278.
---------------------------------------------------------------------------
В тесной связи с "романтическими" устремлениями
славянофильства в области философии русской истории стоит и
одно не случайное для него самопротиворечие.
Утверждая, что русский народ чуждается государственных дел
и государственного властвования, славянофилы в то же время
являлись сторонниками всенародных Земских Соборов и свободно
организованного общественного мнения. И здесь сам собою
возникает вопрос: -- как же "народ", на Земских Соборах
призывающийся высказывать свое суждение о делах
государственных, может этими делами не "интересоваться"? Как
может он к этим делам не готовиться? Раз Земля не должна
вмешиваться в область Государства, то к чему же общественное
мнение, мирской совет? Напрасно пыталась славянофильская мысль
истолковать общественное мнение в смысле чисто-технического
обсуждения земских дел: ей постоянно приходилось признавать,
что общественное мнение должно высказываться и по делам,
непосредственно касающимся Государства ("администрация,
судопроизводство, законодательство"). Да помимо того, ведь,
"земная" окраска присуща и местному самоуправлению. Как же
тогда ставить принципиальные границы интересов и влияния? 92).

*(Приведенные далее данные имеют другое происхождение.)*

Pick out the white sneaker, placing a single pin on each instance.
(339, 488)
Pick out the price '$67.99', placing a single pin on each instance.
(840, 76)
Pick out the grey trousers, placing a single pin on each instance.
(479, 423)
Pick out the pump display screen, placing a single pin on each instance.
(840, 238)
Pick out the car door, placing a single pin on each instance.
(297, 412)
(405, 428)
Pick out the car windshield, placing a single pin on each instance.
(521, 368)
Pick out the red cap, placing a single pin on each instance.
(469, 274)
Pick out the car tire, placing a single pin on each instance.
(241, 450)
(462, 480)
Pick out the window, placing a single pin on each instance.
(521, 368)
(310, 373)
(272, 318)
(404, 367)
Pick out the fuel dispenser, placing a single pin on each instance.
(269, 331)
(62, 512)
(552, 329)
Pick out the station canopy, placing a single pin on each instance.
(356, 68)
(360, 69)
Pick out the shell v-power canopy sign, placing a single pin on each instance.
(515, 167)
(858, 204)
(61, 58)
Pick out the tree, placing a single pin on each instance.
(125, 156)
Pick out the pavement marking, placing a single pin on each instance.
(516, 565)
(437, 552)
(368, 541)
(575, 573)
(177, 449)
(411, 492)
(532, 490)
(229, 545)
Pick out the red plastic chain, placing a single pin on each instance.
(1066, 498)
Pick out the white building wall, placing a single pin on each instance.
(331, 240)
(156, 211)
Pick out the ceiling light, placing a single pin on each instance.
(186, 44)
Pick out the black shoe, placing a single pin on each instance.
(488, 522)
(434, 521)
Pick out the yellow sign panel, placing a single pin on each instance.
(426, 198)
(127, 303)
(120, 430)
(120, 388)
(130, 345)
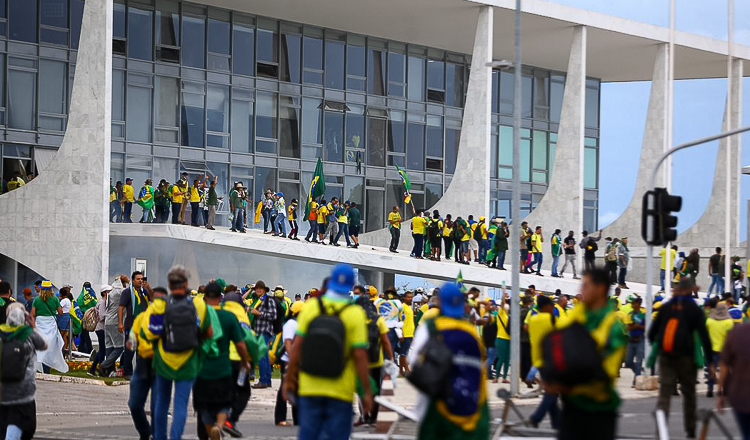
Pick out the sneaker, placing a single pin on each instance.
(215, 433)
(231, 430)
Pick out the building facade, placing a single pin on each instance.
(248, 98)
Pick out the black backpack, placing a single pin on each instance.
(181, 325)
(571, 357)
(14, 358)
(434, 229)
(430, 373)
(324, 350)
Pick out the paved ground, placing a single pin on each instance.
(67, 411)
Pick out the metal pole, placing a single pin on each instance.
(728, 170)
(515, 307)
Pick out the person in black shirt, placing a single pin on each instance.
(569, 248)
(673, 329)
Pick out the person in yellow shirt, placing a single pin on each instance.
(407, 318)
(536, 251)
(322, 213)
(718, 324)
(663, 271)
(540, 325)
(177, 194)
(394, 225)
(127, 200)
(326, 389)
(418, 224)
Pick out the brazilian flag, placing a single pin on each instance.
(317, 187)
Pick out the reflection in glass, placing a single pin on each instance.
(376, 141)
(242, 121)
(334, 136)
(138, 124)
(289, 144)
(376, 72)
(22, 20)
(217, 115)
(243, 50)
(415, 147)
(291, 45)
(416, 79)
(435, 136)
(21, 99)
(193, 96)
(140, 29)
(194, 30)
(334, 69)
(452, 139)
(313, 61)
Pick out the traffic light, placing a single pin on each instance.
(657, 223)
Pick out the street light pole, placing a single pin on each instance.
(515, 307)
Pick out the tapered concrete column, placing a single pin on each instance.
(473, 161)
(708, 231)
(58, 223)
(654, 138)
(562, 204)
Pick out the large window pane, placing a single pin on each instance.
(167, 101)
(312, 132)
(334, 137)
(194, 37)
(52, 94)
(376, 72)
(243, 50)
(355, 67)
(415, 147)
(454, 90)
(22, 20)
(265, 123)
(452, 139)
(435, 136)
(416, 79)
(193, 97)
(396, 73)
(242, 121)
(139, 114)
(376, 141)
(334, 69)
(374, 212)
(291, 46)
(313, 60)
(289, 142)
(21, 99)
(140, 30)
(217, 116)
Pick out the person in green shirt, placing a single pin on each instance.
(355, 221)
(212, 201)
(556, 248)
(213, 391)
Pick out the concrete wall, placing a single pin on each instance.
(57, 224)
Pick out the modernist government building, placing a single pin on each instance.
(259, 91)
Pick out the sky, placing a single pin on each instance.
(698, 112)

Вообще говоря, славянофильству не удалось дать удачной
формулировки своих взглядов в этом вопросе. Не может быть
признано верным утверждением, что интерес к вопросам
государственным несовместим с подлинно духовною жизнью.
Позднейшие представители монархического национализма не без
основания обличали ублюдочность и противоречивость роли царя в
славянофильской концепции, поскольку царь, согласно строгому ее
смыслу, должен был замыкаться в область лишь внешнего и
формального действия 93). Вместе с тем и у "народа", как
духовной индивидуальности, как-то механически отнимались
существенные мотивы культурной жизни, национального бытия.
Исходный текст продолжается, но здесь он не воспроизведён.